Anti-mimesis, Oscar Wilde's philosophical opposition to Aristotelian thinking, believes that life imitates art — not the other way around. Instead of absorbing the world around us and translating it, we soak in forms of art that then inform our points of view.
In "Berberian Sound Studio," Peter Strickland spins anti-mimesis philosophy into the terrifying impetus for a modern giallo, Italy's expressive genre of crime and mystery. It's 1976 and English sound engineer Gilderoy (Toby Jones) has been recruited by the titular studio to mix the latest film from renowned giallo director Santini (Antonion Mancino). The down-on-his-luck aural artisan has never worked on a horror film but needs the money — he flies to Italy and begins work on "The Equestrian Vortex" without hesitation. Immersed in the disturbing imagery of the film and stretched thin by the messy inner-workings of his new workplace, Gilderoy finds his psyche slowly deteriorating. He's stuck in his own shadowy, atmospheric hell.
The joy of "Berberian Sound Studio" is in its relentless accuracy to the role of a sound mixer. It's post-production pornography. The lavish production design fills the studio with analog relics, which Strickland fetishizes in close-ups that emphasize process. Feed the magnetic tape, configure the microphones, slowly slide the volume controls up the mixing board — capturing perfect sound is Gilderoy's safe haven and thanks to stark lighting and slow camera movement, we feel why. There's also a gratuitous amount of foley — the creation of cinematic sound effects using exaggerated techniques. We hear that "The Equestrian Vortex" is full of priests gouging witches through their tender flesh, so in turn, "Berbarian Sound Studio" is full of knives slicing through the pulp of a watermelon. Icky, beautiful, and sonically startling.
Like the giallo films it pays tribute to, "Berberian Sound Studio" is more of a sensory experience than a dramatic one. Jones is perfect casting for the schlubby technician. Like Suzy Bannion in "Suspiria," Gilderoy is a fish out of water tortured by his surroundings. With a cockeye and bumbling demeanor, Jones subtly elevates the reactive role, finding comedy and terror in Gilderoy's outsider perspective. Strickland surrounds his lead with the Italian equivalent of a Woody Allen ensemble. Good fun without too much to say or do.

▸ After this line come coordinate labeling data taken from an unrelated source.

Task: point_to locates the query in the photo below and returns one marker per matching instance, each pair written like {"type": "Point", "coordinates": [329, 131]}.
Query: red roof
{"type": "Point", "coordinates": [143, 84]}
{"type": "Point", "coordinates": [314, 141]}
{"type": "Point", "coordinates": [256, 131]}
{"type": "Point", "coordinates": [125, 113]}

"Berberian Sound Studio" unspools like a improperly loaded reel of tape. It cranks along smoother and composed, building tension as Gilderoy is tormented by the caustic attitudes of his coworkers and the accompanying bloody imagery of their film. As the gears turn, the film intentionally goes off the rails. Strickland favors psychedelia as Gilderoy's nightmares manifest themselves. It's mesmerizing, yet without fleshed out characters and an immediate danger, the images stand alone and incomplete. "Berberian Sound Studio" is sharp stab at exploring anti-mimesis, but for Gilderoy's life to truly imitate art, it needed to go deeper than just sounds and pictures.